Latest revision as of 11:45, 29 September 2011

Citation

Weld, D. S., Hoffmann, R., and Wu, F. 2009. Using Wikipedia to bootstrap open information extraction. SIGMOD Rec. 37, 4 (Mar. 2009), 62-68.

Online version

ACM Digital Library

Summary

This is a recent paper paper that addressed the Open Information Extraction problem. Authors used a self supervised learning prototype, KYLIN (Wu_and_Weld_CIKM_2007), trained using Wikipedia. There are three components in the proposed solution:

  1. Self Learning
    • The infobox of Wikipedia pages are used to determine the class of the page and attributes of the class.
    • Training data for the extraction were constructed from these Wiki pages using heuristics.
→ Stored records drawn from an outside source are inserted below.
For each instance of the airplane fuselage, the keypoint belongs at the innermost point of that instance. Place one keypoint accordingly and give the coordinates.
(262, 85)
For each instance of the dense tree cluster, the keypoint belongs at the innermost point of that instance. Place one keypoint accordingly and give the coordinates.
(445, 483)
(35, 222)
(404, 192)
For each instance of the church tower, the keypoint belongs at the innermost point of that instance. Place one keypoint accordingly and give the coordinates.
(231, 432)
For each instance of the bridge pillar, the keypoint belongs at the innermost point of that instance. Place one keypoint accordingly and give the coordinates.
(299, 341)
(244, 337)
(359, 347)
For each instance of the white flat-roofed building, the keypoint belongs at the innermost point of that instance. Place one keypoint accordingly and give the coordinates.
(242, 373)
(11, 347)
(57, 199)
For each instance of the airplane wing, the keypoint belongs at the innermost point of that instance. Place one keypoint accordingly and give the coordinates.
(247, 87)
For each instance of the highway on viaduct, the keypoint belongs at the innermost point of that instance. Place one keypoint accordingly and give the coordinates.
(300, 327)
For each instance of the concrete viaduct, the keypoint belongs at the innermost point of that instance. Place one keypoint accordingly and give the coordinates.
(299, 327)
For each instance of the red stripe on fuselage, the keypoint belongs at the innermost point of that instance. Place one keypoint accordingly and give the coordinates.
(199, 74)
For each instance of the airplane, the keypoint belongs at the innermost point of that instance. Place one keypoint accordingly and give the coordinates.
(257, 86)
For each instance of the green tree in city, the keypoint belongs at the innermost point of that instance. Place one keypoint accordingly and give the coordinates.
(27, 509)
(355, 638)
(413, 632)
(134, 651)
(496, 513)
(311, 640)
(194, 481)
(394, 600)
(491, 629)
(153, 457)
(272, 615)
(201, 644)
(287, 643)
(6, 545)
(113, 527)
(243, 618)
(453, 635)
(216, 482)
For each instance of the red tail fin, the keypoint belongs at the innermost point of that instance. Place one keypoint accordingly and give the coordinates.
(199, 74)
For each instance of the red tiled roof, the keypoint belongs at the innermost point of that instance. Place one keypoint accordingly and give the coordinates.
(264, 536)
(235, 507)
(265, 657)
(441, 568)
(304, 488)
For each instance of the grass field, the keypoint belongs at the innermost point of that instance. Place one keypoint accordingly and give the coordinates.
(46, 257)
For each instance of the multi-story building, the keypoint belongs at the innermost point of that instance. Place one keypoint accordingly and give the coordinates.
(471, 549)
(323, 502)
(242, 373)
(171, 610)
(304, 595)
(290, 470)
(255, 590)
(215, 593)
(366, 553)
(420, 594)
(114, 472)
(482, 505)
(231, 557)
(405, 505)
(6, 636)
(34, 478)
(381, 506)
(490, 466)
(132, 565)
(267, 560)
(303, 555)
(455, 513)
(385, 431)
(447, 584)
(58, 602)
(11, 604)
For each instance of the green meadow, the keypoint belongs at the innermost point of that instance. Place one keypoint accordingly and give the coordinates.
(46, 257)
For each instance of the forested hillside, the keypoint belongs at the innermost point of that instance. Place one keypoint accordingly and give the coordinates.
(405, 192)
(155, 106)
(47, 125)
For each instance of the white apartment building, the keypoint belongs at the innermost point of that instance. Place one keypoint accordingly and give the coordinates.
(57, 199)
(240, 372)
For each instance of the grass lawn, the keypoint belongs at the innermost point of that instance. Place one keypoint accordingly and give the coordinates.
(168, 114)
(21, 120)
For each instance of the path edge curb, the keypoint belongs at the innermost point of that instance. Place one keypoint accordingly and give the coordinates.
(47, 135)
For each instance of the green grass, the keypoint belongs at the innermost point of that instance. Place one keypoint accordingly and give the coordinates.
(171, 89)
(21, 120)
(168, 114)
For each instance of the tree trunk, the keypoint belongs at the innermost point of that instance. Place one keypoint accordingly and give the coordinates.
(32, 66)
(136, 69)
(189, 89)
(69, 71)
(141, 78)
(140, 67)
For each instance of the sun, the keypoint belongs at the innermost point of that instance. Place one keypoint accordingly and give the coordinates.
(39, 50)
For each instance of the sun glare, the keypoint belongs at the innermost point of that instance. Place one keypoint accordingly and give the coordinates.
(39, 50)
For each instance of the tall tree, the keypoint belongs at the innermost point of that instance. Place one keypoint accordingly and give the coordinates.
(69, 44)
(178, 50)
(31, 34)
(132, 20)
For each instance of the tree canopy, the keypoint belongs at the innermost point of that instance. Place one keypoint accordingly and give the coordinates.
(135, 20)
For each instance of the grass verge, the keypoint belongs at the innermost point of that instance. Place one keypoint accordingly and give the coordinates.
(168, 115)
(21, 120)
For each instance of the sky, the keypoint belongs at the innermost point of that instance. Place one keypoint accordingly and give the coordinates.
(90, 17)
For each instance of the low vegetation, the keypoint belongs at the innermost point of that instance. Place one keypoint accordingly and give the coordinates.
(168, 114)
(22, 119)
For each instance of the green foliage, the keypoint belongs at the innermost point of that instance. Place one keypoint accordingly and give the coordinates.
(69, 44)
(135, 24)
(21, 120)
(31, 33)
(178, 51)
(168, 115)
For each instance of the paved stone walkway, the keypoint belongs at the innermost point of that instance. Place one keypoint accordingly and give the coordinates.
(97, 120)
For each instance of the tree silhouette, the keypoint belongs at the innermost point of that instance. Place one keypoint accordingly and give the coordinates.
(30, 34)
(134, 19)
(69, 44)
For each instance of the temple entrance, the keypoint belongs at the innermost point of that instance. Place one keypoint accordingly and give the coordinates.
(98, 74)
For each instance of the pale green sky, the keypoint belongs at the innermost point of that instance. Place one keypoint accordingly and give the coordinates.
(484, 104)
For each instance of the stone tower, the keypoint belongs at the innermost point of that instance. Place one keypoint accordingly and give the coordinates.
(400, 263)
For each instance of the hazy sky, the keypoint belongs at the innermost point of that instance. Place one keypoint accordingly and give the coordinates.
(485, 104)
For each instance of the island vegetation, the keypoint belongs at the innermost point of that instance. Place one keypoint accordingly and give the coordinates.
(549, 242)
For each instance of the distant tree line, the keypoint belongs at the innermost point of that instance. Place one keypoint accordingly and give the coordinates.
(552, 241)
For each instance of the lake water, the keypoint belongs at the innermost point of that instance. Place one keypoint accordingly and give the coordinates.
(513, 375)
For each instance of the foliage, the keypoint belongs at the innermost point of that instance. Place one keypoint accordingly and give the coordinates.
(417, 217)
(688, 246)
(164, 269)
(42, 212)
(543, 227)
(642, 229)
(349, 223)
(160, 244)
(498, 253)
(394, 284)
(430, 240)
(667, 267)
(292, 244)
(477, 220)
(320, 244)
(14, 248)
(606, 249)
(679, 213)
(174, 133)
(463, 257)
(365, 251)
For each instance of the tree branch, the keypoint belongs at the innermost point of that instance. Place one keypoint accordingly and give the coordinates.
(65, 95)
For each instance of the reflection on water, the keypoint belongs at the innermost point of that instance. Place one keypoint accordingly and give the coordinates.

First a heuristic document classifier will classify documents into classes, then sentence classifier (MaxEnt with bagging) determines if a sentence contains the relations. After that a CRF model will extract the values (second entities) of relations.
    • Shrinkage was used to improve the recall with an automatic ontology generator which combines the infobox classes with WordNet. This ontology gives a hierarchy of classes and facilitates the training of a subclass with the data of super class.
  2. Bootstrapping
    • More training data were harvest from Web using TEXTRUNNER (Banko_et_al_IJCAI_2007).
    • Web pages were weighted using the estimate of their relevance to the relation.
  3. Correction
    • An interface to encourage community to make corrections, so more training data will be collected.

Related papers

More details of KYLIN can be found in Wu_and_Weld_CIKM_2007 in the task of completing infoboxs in Wikipedia pages. A follow up paper (Wu_and_Weld_ACL_2010) refines the solution by adding dependency parsing features to train the model.